Showing 891-900 of 2529 results
Cardona LabTruman LabFetter Lab
10/21/15 | Even-Skipped(+) interneurons are core components of a sensorimotor circuit that maintains left-right symmetric muscle contraction amplitude.
Heckscher ES, Zarin AA, Faumont S, Clark MQ, Manning L, Fushiki A, Schneider-Mizell CM, Fetter RD, Truman JW, Zwart MF, Landgraf M, Cardona A, Lockery SR, Doe CQ
Neuron. 2015 Oct 21;88(2):314-29. doi: 10.1016/j.neuron.2015.09.009

Bilaterally symmetric motor patterns-those in which left-right pairs of muscles contract synchronously and with equal amplitude (such as breathing, smiling, whisking, and locomotion)-are widespread throughout the animal kingdom.

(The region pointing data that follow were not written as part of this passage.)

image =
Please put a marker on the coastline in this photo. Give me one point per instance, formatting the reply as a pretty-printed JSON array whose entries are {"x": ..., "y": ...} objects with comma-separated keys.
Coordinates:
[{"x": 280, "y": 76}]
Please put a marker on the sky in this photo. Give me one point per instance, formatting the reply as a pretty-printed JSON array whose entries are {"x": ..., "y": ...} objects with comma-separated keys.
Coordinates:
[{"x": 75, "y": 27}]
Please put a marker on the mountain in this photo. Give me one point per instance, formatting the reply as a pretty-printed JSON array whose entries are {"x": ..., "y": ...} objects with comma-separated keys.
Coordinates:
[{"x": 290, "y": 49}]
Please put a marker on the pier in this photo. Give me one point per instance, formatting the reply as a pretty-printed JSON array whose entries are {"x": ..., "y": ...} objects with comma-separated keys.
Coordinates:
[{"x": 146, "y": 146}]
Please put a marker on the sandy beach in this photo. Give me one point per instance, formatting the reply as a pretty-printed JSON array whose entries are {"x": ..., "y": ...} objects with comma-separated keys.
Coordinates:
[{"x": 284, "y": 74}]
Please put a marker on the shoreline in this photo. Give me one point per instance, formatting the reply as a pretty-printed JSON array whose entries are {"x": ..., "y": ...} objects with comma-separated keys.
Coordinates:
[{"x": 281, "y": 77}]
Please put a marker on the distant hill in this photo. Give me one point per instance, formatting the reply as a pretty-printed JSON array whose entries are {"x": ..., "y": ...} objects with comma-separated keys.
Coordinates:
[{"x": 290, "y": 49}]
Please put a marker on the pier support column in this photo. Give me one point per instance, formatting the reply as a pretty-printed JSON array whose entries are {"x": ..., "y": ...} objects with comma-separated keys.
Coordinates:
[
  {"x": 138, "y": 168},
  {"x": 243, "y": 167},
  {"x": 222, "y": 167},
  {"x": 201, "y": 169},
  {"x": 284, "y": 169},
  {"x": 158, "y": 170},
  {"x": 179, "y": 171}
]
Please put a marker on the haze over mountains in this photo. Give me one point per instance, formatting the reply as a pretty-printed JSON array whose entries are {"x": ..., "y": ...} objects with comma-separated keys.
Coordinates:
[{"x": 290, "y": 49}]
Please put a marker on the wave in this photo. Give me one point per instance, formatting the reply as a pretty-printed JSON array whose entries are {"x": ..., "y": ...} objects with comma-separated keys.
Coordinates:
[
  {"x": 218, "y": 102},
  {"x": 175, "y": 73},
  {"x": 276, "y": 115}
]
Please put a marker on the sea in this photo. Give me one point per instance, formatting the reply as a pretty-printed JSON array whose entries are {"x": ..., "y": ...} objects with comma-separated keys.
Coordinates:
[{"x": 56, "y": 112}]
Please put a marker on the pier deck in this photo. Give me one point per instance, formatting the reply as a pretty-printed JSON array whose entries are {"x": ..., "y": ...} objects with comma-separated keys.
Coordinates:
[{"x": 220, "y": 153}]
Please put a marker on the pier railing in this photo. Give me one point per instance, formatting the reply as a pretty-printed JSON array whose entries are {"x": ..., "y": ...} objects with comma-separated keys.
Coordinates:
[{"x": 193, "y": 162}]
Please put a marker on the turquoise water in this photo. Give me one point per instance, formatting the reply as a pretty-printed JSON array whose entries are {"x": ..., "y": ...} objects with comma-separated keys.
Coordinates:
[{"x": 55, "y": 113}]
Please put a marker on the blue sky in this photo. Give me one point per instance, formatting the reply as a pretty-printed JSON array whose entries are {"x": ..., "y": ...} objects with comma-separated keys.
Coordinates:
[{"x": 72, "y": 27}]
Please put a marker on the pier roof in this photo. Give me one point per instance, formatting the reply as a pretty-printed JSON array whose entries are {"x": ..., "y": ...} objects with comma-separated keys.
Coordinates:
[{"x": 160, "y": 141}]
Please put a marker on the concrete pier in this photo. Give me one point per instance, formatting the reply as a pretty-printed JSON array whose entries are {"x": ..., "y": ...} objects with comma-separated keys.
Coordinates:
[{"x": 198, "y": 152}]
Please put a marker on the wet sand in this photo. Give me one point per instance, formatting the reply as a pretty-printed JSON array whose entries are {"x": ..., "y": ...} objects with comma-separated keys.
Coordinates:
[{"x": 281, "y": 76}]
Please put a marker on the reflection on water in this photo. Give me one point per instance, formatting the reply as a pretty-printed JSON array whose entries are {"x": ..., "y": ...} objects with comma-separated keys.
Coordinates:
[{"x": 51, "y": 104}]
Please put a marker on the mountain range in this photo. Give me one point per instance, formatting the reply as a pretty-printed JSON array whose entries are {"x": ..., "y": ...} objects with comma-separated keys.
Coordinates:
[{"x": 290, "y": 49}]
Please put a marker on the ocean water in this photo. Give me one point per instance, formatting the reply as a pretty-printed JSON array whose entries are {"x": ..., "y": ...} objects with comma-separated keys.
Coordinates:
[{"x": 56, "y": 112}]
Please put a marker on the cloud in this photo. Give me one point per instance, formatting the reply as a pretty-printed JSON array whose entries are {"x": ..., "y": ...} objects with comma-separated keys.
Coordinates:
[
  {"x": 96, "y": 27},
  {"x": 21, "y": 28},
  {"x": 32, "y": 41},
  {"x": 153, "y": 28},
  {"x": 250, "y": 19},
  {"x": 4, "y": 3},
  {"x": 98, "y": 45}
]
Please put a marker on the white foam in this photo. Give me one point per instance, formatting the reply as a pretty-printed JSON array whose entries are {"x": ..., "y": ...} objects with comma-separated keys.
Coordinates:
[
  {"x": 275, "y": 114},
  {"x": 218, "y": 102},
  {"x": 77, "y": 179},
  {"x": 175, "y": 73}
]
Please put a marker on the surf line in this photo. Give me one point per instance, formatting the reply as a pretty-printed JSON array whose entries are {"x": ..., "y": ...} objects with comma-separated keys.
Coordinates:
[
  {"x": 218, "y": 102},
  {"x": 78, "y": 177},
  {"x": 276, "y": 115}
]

Yet, surprisingly little is known about the underlying neural circuits. We performed a thermogenetic screen to identify neurons required for bilaterally symmetric locomotion in Drosophila larvae and identified the evolutionarily conserved Even-skipped(+) interneurons (Eve/Evx). Activation or ablation of Eve(+) interneurons disrupted bilaterally symmetric muscle contraction amplitude, without affecting the timing of motor output. Eve(+) interneurons are not rhythmically active and thus function independently of the locomotor CPG. GCaMP6 calcium imaging of Eve(+) interneurons in freely moving larvae showed left-right asymmetric activation that correlated with larval behavior. TEM reconstruction of Eve(+) interneuron inputs and outputs showed that the Eve(+) interneurons are at the core of a sensorimotor circuit capable of detecting and modifying body wall muscle contraction.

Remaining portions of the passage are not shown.